I have $m$ each of blue and red balls in a bag. We play a game where we draw balls randomly (without replacement) and each time you draw a blue ball you get +1 dollar and each time you draw a red ball you get -1 dollar. You can stop drawing at any time. What's the optimal stopping rule for the game and how much would you pay to play it?

MY ATTEMPT:

So you can always draw all the way to the end and come out even. I took a stab at the optimal stopping rule and got this:

Stop only if you're positive and when (number of blue balls remaining) $\leq$ (the number of blue balls drawn) - (the number of red balls drawn)

I derived this by the heuristic "stop when the probability of gaining a dollar on the next draw is no greater than the probability of never getting back to where you are now, in any of the remaining draws". Here's a sketch of how I computed this:

Let $B_n$ be the number of blue balls drawn and $R_n$ the number of red balls drawn.
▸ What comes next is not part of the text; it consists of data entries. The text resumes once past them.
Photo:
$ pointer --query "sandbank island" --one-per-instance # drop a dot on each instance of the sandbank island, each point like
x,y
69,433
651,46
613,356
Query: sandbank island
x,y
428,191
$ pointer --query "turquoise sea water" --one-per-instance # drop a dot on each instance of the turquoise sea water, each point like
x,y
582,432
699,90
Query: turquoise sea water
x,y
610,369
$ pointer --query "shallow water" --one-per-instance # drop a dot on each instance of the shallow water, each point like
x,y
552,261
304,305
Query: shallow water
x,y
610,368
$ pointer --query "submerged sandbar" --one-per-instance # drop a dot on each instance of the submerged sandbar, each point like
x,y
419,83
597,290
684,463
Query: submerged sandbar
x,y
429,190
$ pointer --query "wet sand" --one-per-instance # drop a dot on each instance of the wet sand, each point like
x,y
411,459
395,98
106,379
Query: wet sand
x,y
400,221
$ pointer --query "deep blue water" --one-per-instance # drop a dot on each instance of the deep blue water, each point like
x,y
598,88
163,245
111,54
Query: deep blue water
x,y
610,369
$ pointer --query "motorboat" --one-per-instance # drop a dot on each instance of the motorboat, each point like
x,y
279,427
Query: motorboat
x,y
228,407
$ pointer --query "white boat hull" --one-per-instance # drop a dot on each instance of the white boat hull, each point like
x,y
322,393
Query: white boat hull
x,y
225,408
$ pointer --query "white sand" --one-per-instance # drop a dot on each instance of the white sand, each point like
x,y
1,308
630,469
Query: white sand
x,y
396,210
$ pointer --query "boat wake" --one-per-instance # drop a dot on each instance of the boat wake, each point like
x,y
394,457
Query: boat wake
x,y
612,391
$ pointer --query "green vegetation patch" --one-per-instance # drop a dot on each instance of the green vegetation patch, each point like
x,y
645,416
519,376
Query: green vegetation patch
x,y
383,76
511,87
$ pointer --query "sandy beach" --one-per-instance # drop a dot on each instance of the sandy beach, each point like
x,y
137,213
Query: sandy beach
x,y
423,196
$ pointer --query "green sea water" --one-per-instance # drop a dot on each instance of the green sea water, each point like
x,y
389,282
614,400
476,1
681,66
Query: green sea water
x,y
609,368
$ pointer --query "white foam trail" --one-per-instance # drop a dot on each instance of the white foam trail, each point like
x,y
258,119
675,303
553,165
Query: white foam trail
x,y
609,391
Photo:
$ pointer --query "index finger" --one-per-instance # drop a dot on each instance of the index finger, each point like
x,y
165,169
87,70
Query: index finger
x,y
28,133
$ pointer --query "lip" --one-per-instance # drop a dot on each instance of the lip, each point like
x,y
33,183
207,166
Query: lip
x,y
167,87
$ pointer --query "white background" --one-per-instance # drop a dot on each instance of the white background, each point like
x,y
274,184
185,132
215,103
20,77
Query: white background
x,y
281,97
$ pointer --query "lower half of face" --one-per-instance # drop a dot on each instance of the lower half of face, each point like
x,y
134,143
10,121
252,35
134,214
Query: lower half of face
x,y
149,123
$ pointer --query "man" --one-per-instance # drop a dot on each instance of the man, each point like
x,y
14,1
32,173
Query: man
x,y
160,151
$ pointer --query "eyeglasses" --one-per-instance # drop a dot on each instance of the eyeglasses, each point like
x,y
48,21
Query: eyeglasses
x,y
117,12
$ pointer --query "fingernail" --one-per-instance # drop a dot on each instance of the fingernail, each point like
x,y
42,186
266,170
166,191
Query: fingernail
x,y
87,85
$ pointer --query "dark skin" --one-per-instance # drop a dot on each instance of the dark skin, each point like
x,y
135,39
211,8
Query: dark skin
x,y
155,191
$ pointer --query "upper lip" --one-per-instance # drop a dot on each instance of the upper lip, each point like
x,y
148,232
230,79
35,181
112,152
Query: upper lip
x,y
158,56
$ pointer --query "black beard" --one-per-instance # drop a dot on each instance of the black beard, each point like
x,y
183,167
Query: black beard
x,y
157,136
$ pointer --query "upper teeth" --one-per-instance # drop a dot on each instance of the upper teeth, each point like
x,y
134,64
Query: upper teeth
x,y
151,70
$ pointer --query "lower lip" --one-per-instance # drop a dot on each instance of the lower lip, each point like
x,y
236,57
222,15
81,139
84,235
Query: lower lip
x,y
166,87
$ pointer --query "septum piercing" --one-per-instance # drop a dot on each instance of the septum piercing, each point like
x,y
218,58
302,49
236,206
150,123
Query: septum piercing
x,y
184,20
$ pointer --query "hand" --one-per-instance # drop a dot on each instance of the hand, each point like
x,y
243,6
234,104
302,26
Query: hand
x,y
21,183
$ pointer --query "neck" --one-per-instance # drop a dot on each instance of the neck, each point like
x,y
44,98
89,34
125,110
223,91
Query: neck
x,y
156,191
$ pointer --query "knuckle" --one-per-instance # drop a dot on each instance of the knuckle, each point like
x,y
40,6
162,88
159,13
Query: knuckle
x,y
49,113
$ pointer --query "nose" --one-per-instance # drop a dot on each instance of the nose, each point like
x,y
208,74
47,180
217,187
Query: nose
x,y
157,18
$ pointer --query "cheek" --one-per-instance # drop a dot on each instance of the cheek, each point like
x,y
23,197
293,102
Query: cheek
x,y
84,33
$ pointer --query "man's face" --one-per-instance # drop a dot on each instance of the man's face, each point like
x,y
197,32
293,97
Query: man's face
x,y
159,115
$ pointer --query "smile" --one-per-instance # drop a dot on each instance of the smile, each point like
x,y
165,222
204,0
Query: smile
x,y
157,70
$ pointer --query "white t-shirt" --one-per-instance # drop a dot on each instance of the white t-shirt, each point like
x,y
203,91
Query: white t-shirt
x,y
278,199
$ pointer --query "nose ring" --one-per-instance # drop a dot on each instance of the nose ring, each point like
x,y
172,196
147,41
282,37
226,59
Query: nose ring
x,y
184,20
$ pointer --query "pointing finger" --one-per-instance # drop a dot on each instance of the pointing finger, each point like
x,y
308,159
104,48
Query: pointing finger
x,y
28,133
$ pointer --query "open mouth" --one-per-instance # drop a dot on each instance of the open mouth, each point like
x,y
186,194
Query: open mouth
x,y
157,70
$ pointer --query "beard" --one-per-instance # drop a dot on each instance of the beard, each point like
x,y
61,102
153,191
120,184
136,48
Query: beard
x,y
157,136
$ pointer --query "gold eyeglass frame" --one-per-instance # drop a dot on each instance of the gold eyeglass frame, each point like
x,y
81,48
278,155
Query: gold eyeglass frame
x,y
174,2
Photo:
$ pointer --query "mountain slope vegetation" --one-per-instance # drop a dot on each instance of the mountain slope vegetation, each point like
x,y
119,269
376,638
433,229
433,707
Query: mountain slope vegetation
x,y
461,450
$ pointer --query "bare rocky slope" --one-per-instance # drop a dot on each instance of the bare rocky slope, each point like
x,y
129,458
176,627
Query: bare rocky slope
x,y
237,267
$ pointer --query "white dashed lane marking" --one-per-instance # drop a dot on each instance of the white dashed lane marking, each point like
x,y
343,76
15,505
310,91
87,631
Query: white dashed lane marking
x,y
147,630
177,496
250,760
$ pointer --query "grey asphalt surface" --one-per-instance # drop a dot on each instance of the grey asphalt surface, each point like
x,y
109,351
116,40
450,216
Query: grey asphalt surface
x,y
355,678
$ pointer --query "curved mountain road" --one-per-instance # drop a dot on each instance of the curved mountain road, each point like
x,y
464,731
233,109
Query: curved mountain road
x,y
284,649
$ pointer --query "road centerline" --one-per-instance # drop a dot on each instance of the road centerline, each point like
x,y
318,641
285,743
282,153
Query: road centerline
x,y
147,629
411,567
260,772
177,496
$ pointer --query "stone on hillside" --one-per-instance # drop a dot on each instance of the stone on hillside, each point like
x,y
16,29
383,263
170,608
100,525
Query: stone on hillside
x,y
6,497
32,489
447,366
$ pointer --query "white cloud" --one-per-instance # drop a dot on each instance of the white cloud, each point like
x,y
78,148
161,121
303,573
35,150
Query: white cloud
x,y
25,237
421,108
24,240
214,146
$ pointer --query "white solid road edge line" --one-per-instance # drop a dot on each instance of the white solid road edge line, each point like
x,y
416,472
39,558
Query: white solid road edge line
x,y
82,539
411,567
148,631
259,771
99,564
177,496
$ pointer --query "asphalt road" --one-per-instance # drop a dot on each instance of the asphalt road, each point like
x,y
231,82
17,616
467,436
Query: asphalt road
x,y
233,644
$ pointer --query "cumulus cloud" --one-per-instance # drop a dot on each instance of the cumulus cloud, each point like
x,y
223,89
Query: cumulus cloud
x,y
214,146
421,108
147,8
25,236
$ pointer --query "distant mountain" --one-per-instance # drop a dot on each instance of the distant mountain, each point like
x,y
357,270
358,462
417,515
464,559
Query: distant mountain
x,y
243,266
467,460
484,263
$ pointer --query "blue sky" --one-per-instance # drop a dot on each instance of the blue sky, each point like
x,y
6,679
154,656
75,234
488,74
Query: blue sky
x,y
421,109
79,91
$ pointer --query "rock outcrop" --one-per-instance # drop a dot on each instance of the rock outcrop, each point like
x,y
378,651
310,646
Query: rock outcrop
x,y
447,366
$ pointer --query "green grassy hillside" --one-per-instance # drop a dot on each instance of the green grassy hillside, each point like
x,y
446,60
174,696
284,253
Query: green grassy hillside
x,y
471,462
The probability of +1 on the next draw is just the proportion of blue balls remaining, $(m - B_n) / (2m - n)$. The probability of never getting back to where you are now (assuming you're in the positive) is the solution to the Ballot problem with $m-R_n$ and $m-B_n$ votes, respectively--which simplifies to $(B_n - R_n) / (2m - n)$.

Simplifying this out gives the stopping rule $m - B_n \leq B_n - R_n$.

QUESTIONS:

  1. This feels intuitive but somehow missing something. I don't think I formulated the notion of optimality entirely correctly. Is there a better solution?

  2. How does one compute the expected value of winnings at this stopping time? It feels like there is an optional stopping theorem argument involving the "proportion of blue balls remaining" martingale, but I kept running into dead ends (maybe I had some math errors, though).